- Battle of Okitanawate: Part of Sengoku period
| Date | May 3, 1584 |
| Location | Near Shimabara, Hizen Province32°48′09″N 130°21′52″E﻿ / ﻿32.80250°N 130.36444°E |
| Result | Allied victory |
| Territorial changes | Urakami ceded to the Society of Jesus |

Belligerents
- Shimazu clan Arima clan Portugal: Ryūzōji clan

Commanders and leaders
- Arima Harunobu Shimazu Iehisa Shimazu Toyohisa Niiro Tadamoto Gaspar Coelho: Ryūzōji Takanobu † Nabeshima Naoshige

Strength
- 6,300–9,000 1 warship (under Ambrosio Fernandes): 25,000–50,000

Casualties and losses
- Unknown: 10,000 dead

= Battle of Okitanawate =

1584 battle in Sengoku Japan

The Battle of Okitanawate (沖田畷の戦い), also known as the Battle of Shimabara, was fought on May 3 of 1584, the Arima–Shimazu alliance defeated the Ryūzōji with Portuguese military support, including firearms, mortars, and a Portuguese fusta commanded by Captain Ambrósio Fernandes. The intervention was organised locally through the Jesuit mission and Portuguese merchants.

Ryūzōji Takanobu was attacking a number of independent clans close to his territories. In 1582 he attacked the Arima clan and Arima Harunobu decided to ask the help of Shimazu Yoshihisa. Yoshihisa sent an army in December of that year but not much progress was made until 1584. When the army was reorganized and commanded by the able Shimazu Iehisa, younger brother of Yoshihisa, the allies put Shimabara under siege and Takanobu marched to relieve the castle with his main army.

On May 3 the Shimazu-Arima army entrenched on a hill in front of Shimabara and received the attack of the Ryūzōji who were well armed with muskets, including high calibre ones. They attacked the hill in three columns, one advancing along the road, another advancing along the hills and a third along the beach.
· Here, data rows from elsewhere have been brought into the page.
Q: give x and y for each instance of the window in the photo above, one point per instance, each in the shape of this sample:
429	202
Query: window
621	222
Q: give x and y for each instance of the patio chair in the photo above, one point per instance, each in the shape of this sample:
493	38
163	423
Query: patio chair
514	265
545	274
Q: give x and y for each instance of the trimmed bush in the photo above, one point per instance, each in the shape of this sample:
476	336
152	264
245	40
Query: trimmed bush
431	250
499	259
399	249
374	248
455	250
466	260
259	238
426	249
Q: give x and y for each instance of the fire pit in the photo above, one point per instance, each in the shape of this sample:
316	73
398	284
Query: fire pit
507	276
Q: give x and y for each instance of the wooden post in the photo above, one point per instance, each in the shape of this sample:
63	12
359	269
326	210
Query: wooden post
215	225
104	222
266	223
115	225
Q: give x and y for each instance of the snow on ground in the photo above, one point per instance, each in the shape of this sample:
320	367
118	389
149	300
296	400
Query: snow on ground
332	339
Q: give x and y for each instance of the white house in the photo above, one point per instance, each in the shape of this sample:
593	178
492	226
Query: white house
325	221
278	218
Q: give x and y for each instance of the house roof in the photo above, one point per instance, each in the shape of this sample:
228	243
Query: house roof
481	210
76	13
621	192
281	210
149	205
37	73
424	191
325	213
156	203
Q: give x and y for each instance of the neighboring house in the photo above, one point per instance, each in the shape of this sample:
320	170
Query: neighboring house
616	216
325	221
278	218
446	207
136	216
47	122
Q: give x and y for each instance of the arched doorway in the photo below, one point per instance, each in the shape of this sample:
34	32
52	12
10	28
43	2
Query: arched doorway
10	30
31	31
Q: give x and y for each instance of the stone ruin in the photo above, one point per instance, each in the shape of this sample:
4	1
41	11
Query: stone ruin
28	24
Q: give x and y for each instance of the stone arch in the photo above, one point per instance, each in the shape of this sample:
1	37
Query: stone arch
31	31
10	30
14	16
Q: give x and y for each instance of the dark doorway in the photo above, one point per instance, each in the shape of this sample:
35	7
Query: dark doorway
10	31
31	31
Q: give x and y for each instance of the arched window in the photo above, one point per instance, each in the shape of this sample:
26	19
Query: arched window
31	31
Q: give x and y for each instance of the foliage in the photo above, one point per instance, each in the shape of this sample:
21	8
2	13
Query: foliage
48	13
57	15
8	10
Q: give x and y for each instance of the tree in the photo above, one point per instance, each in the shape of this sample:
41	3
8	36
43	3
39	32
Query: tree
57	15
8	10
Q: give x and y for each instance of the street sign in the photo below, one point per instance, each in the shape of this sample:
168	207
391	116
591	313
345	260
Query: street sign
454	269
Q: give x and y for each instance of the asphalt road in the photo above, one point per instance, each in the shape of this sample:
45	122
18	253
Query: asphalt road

They were harassed by the Arima with large caliber arquebuses mounted on boats. The columns were defeated when the Shimazu enticed the Ryūzōji into a false retreat, Harunobu attacked the enemy's main force, and Shimazu retainer, Kawakami Tadakata, allowing a flying column of samurai to take Ryūzōji Takanobu's head.

Harunobu considered his victory to be the work of God. Out of gratitude, he ceded the town of Urakami to the Society of Jesus. In this way, the Jesuits gained administrative control of the area, and consequently, Urakami became a Christian town.